The Context of the Claim
For years, many state governments struggled with liquidity, often relying on short-term loans or federal bailouts to pay civil servants. This led to periodic salary arrears, affecting morale and local economies. Tinubu's statement implies this pressure has eased.
Potential Drivers of the Change
Several factors could contribute to this claimed improvement:
- Increased Federal Allocations: Recent rises in monthly Federation Account Allocation Committee (FAAC) disbursements, partly due to petroleum subsidy removal and exchange rate reforms, have boosted state coffers.
- Internal Revenue Efforts: Some states have intensified internally generated revenue (IGR) drives.
- Budgetary Restructuring: States may have reprioritized spending to ensure wage bills are covered first.
Questions and Considerations
While positive, the claim requires verification. Key questions remain:
- Is the situation uniform across all states, or are some still struggling?

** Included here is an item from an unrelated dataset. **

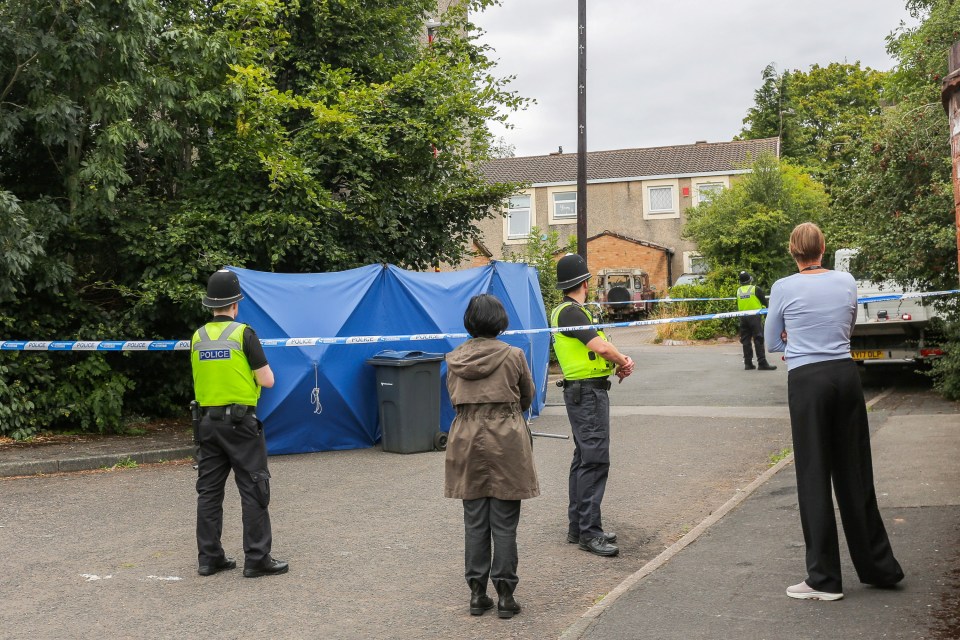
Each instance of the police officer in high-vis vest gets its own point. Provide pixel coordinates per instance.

- Are states using increased revenue to pay down existing debt accumulated from past salary borrowing?
- Is the current revenue level sustainable long-term?
The Road Ahead
The next few months will be critical. Observers will monitor FAAC reports, state budget performances, and reports from civil society groups to assess whether this marks a permanent shift toward fiscal stability or a temporary respite. Transparency in state spending will be essential to maintain this reported progress.